I assembled an pandas dataframe of about 200k rows and 10 columns via rest api, which takes about 1 minute.
If I then want to convert it to the knime output table by doing knio.output_tables[0] = knio.Table.from_pandas(final_table), that takes forever (I quit after 30 minutes, this only takes seconds when doing it outside of knime).
Is this normal? Python nodes seem useless when working with larger datasets in this case.
that is a bit odd - can you share some more details?
I tried to replicate with some sample data incl. Logging timing (you should be able to copy&paste into a Python Script node):
import knime.scripting.io as knio
# This example script creates an output table containing randomly drawn integers using numpy and pandas.
import numpy as np
import pandas as pd
import time
# Function to display timestamps and durations
def log_duration(start_time, step):
duration = time.time() - start_time
print(f"{step} took {duration:.4f} seconds")
# Step 1: Start the timer for array creation
start_time = time.time()
# Creating a numpy array with 200k rows and 10 columns
array = np.random.randn(200000, 10)
log_duration(start_time, "Array creation")
# Step 2: Start the timer for DataFrame conversion
start_time = time.time()
# Converting the numpy array to a pandas DataFrame
df = pd.DataFrame(array, columns=[f'Column_{i+1}' for i in range(10)])
log_duration(start_time, "DataFrame conversion")
# Displaying DataFrame structure again for confirmation
df.head(), df.shape
# log conversion
start_time = time.time()
output = knio.Table.from_pandas(
df
)
log_duration(start_time, "DF to KNIO conversion")
knio.output_tables[0] = output
Here’s the console output:
Array creation took 0.0255 seconds
DataFrame conversion took 0.0010 seconds
DF to KNIO conversion took 0.0600 seconds
Which Version are you running on? Could you check if the above example also takes so long?

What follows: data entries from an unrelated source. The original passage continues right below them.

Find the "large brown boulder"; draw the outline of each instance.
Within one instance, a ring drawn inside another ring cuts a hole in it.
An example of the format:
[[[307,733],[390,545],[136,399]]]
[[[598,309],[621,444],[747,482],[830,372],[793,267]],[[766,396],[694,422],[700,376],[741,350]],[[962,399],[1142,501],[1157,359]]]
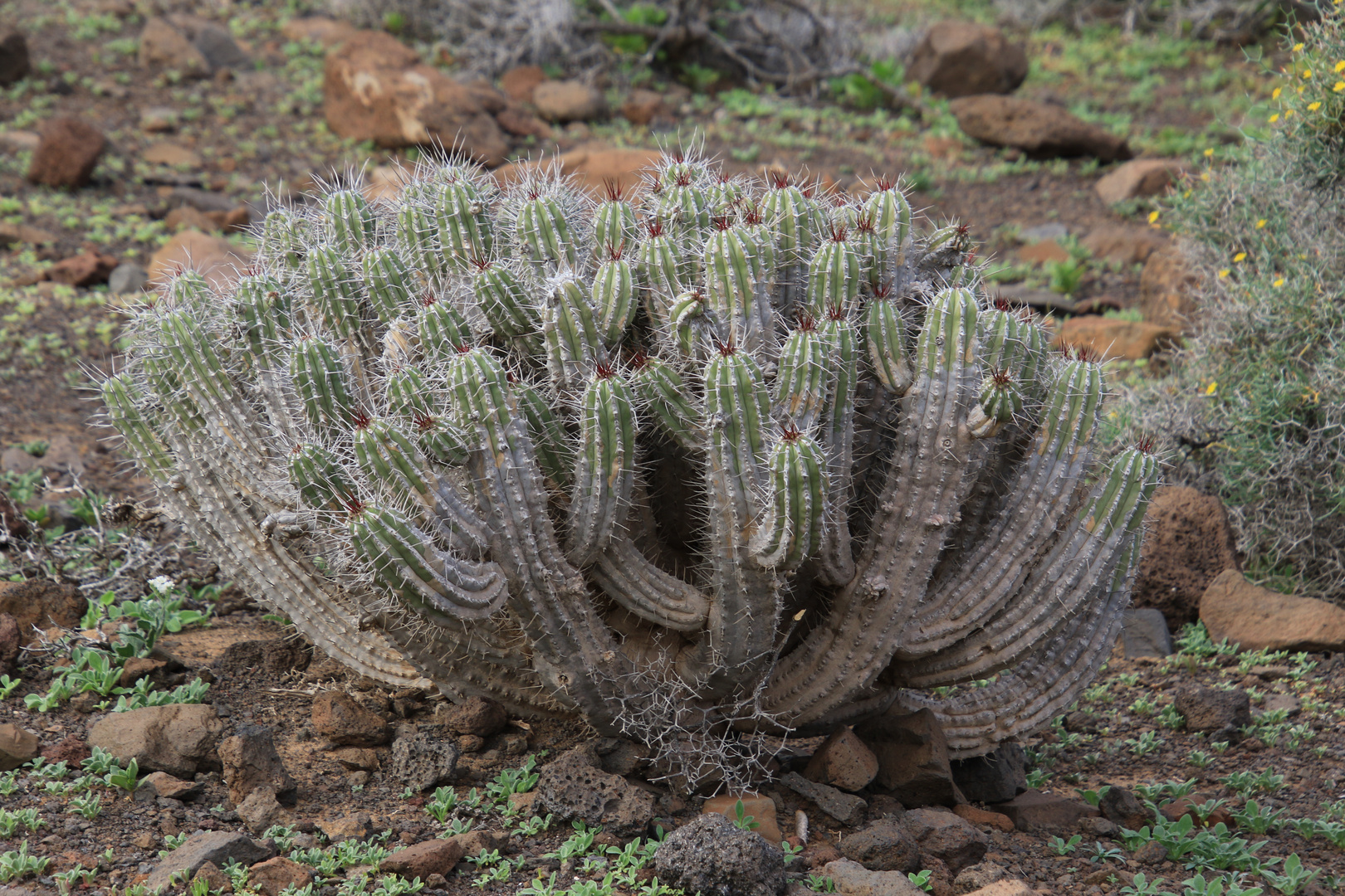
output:
[[[382,31],[352,35],[327,55],[323,111],[332,133],[379,146],[438,144],[491,168],[508,152],[471,90]]]
[[[605,146],[603,144],[585,144],[576,146],[568,153],[553,159],[534,161],[510,163],[498,168],[495,179],[502,184],[511,184],[519,177],[527,176],[543,165],[553,161],[560,163],[562,175],[574,175],[574,184],[593,195],[601,193],[607,184],[616,184],[623,189],[638,188],[642,173],[650,165],[658,163],[660,153],[655,149],[629,149]]]
[[[194,270],[217,289],[223,289],[242,277],[249,262],[252,253],[223,236],[184,230],[151,257],[149,282],[160,286],[171,277]]]
[[[1087,349],[1095,357],[1127,361],[1171,348],[1176,341],[1177,330],[1170,326],[1102,314],[1071,317],[1061,324],[1056,336],[1056,343],[1061,347]]]
[[[1130,146],[1123,138],[1089,125],[1061,106],[1021,97],[981,94],[954,99],[948,107],[968,137],[991,146],[1017,146],[1032,159],[1130,159]]]
[[[1127,199],[1166,193],[1190,165],[1180,159],[1135,159],[1098,179],[1098,196],[1114,206]]]
[[[1190,332],[1197,310],[1200,278],[1181,247],[1159,249],[1145,262],[1139,274],[1139,310],[1150,324]]]
[[[1215,576],[1200,599],[1209,637],[1243,650],[1345,650],[1345,610],[1252,584],[1237,570]]]
[[[140,771],[167,771],[190,780],[199,768],[219,766],[215,744],[223,728],[208,704],[171,703],[108,713],[89,729],[89,744],[122,766],[134,759]]]
[[[878,758],[877,783],[904,806],[966,802],[952,782],[948,740],[929,709],[889,711],[854,729]]]
[[[0,582],[0,613],[8,613],[19,625],[19,643],[27,645],[34,629],[73,629],[79,625],[89,602],[73,584],[46,579]]]
[[[1091,251],[1093,258],[1118,265],[1134,265],[1149,261],[1150,255],[1166,246],[1167,235],[1153,227],[1103,224],[1089,231],[1079,244]]]
[[[1240,570],[1224,502],[1185,485],[1165,485],[1145,514],[1145,545],[1134,603],[1163,614],[1177,631],[1200,618],[1205,588],[1224,570]]]
[[[32,71],[28,40],[22,31],[0,28],[0,87],[22,81]]]
[[[948,98],[1013,93],[1028,77],[1028,54],[999,28],[940,21],[916,47],[907,74]]]
[[[62,116],[42,125],[28,163],[28,183],[43,187],[83,187],[108,148],[102,132],[87,121]]]

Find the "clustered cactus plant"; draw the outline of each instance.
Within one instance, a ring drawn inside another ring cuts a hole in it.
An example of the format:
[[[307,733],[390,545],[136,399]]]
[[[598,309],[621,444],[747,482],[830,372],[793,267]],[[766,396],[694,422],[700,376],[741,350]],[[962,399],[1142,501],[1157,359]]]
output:
[[[890,181],[426,165],[172,279],[104,398],[221,567],[371,677],[582,713],[689,785],[892,707],[978,755],[1092,680],[1157,462],[1095,465],[1100,368],[967,242]]]

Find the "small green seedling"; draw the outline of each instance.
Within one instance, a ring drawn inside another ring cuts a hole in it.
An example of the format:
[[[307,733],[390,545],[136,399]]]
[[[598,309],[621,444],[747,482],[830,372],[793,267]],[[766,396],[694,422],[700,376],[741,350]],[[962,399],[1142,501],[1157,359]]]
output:
[[[733,803],[733,815],[729,817],[729,821],[732,821],[733,826],[738,830],[756,830],[761,826],[761,822],[748,814],[746,806],[742,805],[741,799]]]

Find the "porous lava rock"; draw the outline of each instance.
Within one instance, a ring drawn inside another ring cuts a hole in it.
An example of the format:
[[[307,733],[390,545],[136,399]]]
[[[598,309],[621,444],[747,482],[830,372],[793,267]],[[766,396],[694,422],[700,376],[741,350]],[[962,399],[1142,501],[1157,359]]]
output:
[[[654,853],[660,881],[701,896],[784,892],[784,853],[718,813],[678,827]]]

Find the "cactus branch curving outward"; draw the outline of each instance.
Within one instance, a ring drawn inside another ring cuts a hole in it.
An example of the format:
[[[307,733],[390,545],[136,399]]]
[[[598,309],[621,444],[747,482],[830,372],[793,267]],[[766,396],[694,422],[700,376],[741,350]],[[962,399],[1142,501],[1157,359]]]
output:
[[[958,756],[1044,724],[1157,482],[1099,469],[1102,369],[886,180],[426,165],[273,211],[133,334],[112,423],[230,575],[364,674],[580,713],[687,786],[893,705]]]

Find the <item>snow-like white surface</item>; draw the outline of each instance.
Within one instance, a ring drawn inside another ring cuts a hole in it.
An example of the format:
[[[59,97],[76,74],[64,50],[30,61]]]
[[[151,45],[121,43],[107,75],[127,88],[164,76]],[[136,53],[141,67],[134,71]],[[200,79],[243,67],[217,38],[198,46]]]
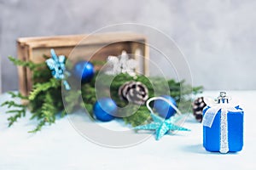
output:
[[[218,94],[206,92],[205,95],[216,97]],[[183,124],[191,132],[166,135],[160,141],[151,136],[131,147],[113,149],[86,139],[67,116],[36,134],[27,133],[37,123],[29,121],[29,115],[7,128],[9,116],[1,108],[0,169],[256,169],[256,91],[232,91],[229,94],[239,99],[245,111],[244,148],[236,154],[206,151],[202,127],[193,116]],[[6,94],[2,94],[0,102],[8,99]],[[128,129],[116,121],[99,124],[117,131]],[[132,132],[131,135],[143,134]]]

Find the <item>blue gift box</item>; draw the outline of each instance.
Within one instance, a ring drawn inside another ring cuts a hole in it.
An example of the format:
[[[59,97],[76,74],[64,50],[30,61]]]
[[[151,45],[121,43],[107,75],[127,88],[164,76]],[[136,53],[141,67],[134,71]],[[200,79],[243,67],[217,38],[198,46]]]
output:
[[[210,108],[209,106],[204,108],[203,116]],[[238,111],[227,113],[227,139],[230,152],[240,151],[243,146],[243,110],[239,106],[235,108]],[[220,150],[221,111],[222,110],[218,111],[211,128],[203,126],[203,146],[208,151]]]

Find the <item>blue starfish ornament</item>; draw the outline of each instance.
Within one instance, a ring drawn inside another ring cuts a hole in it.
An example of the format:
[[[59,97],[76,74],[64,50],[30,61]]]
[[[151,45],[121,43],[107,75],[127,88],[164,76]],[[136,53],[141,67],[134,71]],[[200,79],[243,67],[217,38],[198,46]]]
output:
[[[153,110],[149,107],[149,103],[155,99],[162,99],[167,102],[168,104],[170,104],[172,107],[173,107],[174,110],[177,110],[178,114],[181,114],[178,109],[170,101],[168,101],[166,99],[162,97],[151,98],[147,101],[146,105],[148,109],[150,110],[150,116],[153,119],[153,122],[149,124],[136,127],[134,128],[135,130],[155,130],[156,140],[161,139],[165,134],[168,133],[170,131],[176,131],[176,130],[190,131],[188,128],[175,125],[175,122],[180,120],[181,116],[171,116],[169,119],[163,119],[159,116],[155,115],[153,112]]]
[[[46,65],[51,71],[51,74],[53,77],[60,80],[63,80],[63,84],[67,90],[70,90],[70,86],[67,83],[67,80],[65,80],[65,75],[69,75],[69,73],[66,71],[65,67],[65,60],[66,57],[64,55],[60,55],[57,57],[54,49],[50,49],[51,58],[46,60]]]
[[[188,128],[179,127],[175,125],[175,122],[177,119],[173,116],[170,117],[169,119],[163,119],[154,113],[150,113],[150,116],[153,119],[153,122],[136,127],[135,130],[155,130],[156,133],[156,140],[161,139],[166,133],[170,131],[190,131]]]

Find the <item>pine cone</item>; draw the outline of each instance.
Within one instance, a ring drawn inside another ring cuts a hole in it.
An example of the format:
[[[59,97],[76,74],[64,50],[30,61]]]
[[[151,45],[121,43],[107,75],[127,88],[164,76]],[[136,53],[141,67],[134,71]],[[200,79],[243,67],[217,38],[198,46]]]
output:
[[[119,97],[137,105],[144,105],[148,99],[147,87],[140,82],[128,82],[119,88]]]
[[[202,110],[205,106],[207,106],[207,104],[204,102],[203,97],[197,98],[192,104],[193,115],[200,122],[202,121]]]

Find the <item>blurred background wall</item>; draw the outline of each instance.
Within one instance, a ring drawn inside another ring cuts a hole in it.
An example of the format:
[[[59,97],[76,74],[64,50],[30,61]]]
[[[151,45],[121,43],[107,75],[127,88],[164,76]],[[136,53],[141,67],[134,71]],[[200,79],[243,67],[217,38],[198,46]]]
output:
[[[0,0],[3,91],[18,89],[17,70],[7,59],[16,56],[17,37],[90,33],[124,22],[172,37],[194,85],[256,89],[255,8],[254,0]]]

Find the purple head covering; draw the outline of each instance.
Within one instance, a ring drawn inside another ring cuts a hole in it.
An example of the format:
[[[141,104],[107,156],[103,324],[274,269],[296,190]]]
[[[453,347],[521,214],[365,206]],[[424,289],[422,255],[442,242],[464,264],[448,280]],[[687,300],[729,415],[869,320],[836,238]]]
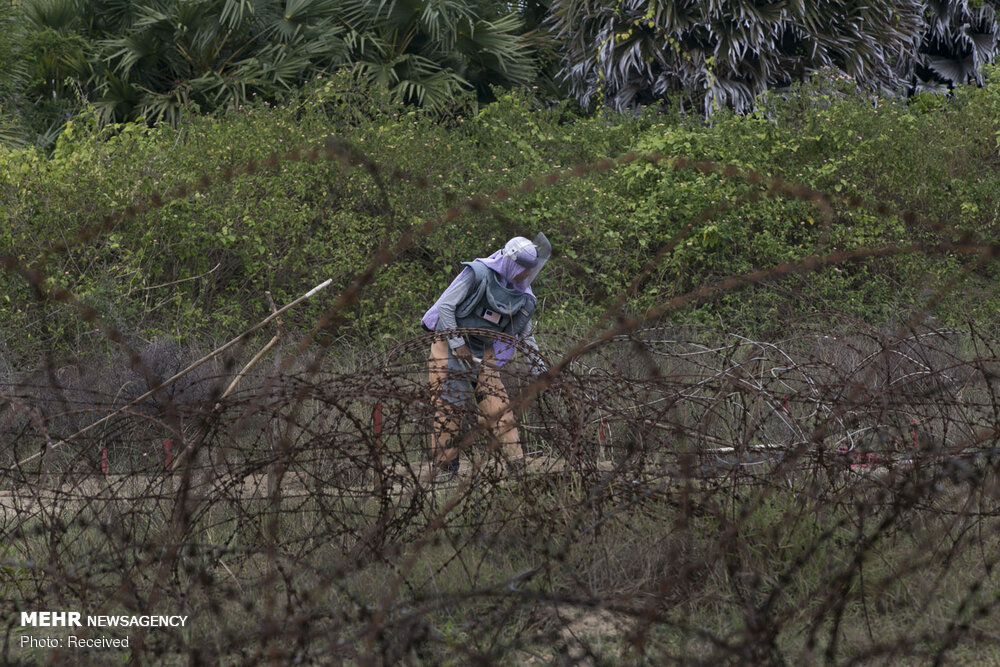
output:
[[[534,298],[535,293],[531,290],[531,283],[545,262],[548,261],[551,250],[549,240],[545,238],[544,234],[538,234],[535,237],[535,242],[531,242],[523,236],[515,236],[507,241],[503,248],[489,257],[477,257],[475,261],[490,267],[499,275],[504,284],[511,285],[514,289],[530,294]],[[520,280],[515,280],[524,273],[525,269],[529,269],[529,271]],[[459,280],[466,271],[471,271],[471,269],[469,267],[462,269],[462,273],[452,281],[452,284]],[[431,331],[437,328],[437,303],[424,313],[421,322]],[[503,366],[513,358],[514,346],[495,340],[493,341],[493,355],[496,357],[497,365]]]

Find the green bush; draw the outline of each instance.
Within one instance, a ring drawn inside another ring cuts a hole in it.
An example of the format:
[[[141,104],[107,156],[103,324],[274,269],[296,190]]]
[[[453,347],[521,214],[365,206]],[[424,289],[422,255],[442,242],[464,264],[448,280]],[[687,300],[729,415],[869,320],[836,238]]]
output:
[[[318,80],[278,105],[254,103],[177,127],[102,128],[92,111],[69,124],[51,157],[0,154],[0,253],[39,265],[48,287],[68,288],[126,332],[217,339],[267,313],[265,290],[287,302],[332,278],[328,294],[290,314],[291,326],[308,329],[380,244],[434,222],[378,268],[350,311],[347,333],[389,340],[417,331],[461,261],[512,234],[545,231],[557,253],[537,285],[546,322],[588,327],[644,268],[626,311],[839,250],[963,232],[995,239],[998,78],[994,70],[983,88],[908,105],[862,96],[850,81],[818,79],[769,94],[753,114],[719,113],[711,125],[657,110],[579,117],[524,93],[500,93],[482,108],[470,99],[442,122],[344,77]],[[265,162],[328,140],[378,169],[336,159]],[[832,208],[827,216],[813,202],[768,192],[766,182],[669,159],[569,173],[629,151],[780,177],[828,194]],[[261,166],[220,178],[250,160]],[[543,182],[550,174],[559,174],[557,183]],[[207,188],[122,216],[202,175],[213,179]],[[527,179],[535,186],[522,191]],[[440,224],[450,206],[501,190],[506,198]],[[903,222],[906,213],[915,214],[912,222]],[[105,216],[113,223],[101,229]],[[97,231],[73,243],[85,229]],[[68,250],[47,252],[64,242]],[[939,315],[994,318],[996,261],[933,253],[778,276],[674,317],[739,329],[774,329],[781,318],[817,310],[883,321],[926,300],[926,285],[955,276]],[[93,332],[73,309],[37,300],[21,277],[3,280],[4,324],[26,329],[36,344],[72,347]]]

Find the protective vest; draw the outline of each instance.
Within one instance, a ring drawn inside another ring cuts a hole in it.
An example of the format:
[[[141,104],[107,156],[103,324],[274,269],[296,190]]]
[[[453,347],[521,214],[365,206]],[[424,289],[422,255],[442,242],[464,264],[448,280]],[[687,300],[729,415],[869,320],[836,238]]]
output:
[[[476,275],[476,287],[455,308],[460,327],[482,327],[516,335],[535,312],[535,298],[504,287],[497,273],[482,262],[462,262]]]

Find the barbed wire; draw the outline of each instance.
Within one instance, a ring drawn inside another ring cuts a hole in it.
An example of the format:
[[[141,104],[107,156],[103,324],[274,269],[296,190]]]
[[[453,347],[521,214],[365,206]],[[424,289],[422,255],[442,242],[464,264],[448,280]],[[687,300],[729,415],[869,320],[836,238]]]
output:
[[[394,182],[431,182],[328,141],[154,194],[43,261],[170,199],[319,159],[366,170],[382,196]],[[522,353],[497,372],[522,466],[498,447],[504,414],[469,406],[447,427],[457,474],[439,474],[428,351],[482,332],[427,333],[388,352],[319,334],[343,324],[380,267],[463,212],[514,231],[496,202],[637,160],[761,189],[693,217],[591,331],[539,333],[544,368],[507,339]],[[274,348],[270,368],[256,355],[238,372],[252,352],[240,345],[276,306],[207,355],[136,349],[51,287],[43,264],[3,257],[37,298],[71,305],[119,346],[110,363],[12,372],[0,385],[3,660],[103,660],[25,653],[20,612],[46,609],[190,617],[183,631],[111,632],[129,637],[131,660],[155,663],[941,662],[993,647],[993,332],[921,313],[894,330],[837,315],[837,330],[789,323],[780,340],[659,322],[793,273],[914,253],[975,266],[1000,246],[966,233],[830,250],[622,312],[699,224],[762,197],[812,202],[827,228],[834,204],[897,213],[683,157],[601,160],[387,235],[315,326]]]

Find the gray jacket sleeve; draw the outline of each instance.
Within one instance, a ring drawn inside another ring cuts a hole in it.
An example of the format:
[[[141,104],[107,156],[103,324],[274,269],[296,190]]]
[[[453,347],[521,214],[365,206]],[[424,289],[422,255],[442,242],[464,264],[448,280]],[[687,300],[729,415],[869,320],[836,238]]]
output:
[[[458,274],[458,278],[448,286],[448,289],[444,291],[444,294],[437,301],[438,331],[454,329],[458,326],[458,322],[455,320],[455,309],[458,308],[458,304],[462,303],[469,294],[469,290],[475,287],[475,285],[476,275],[472,272],[472,269],[469,267],[462,269],[462,272]],[[453,350],[463,345],[465,345],[465,339],[461,336],[448,339],[448,347]]]

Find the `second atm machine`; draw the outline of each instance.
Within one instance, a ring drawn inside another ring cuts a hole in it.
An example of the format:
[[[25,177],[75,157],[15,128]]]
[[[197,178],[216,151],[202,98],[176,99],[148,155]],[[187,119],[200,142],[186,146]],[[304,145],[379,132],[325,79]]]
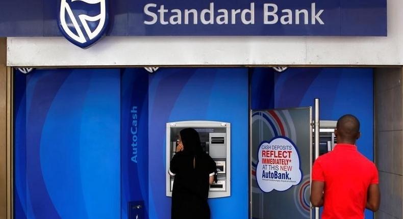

Hmm. I changed the example to include strings / int as well:
import knime.scripting.io as knio
# This example script creates an output table containing randomly drawn integers using numpy and pandas.
import numpy as np
import pandas as pd
import time
# Function to display timestamps and durations
def log_duration(start_time, step):
duration = time.time() - start_time
print(f"{step} took {duration:.4f} seconds")
# Step 1: Start the timer for array creation with different data types
start_time = time.time()
# Creating a numpy array with 200k rows for numeric columns
numeric_array = np.random.randn(200000, 5) # 5 columns of type double (float64)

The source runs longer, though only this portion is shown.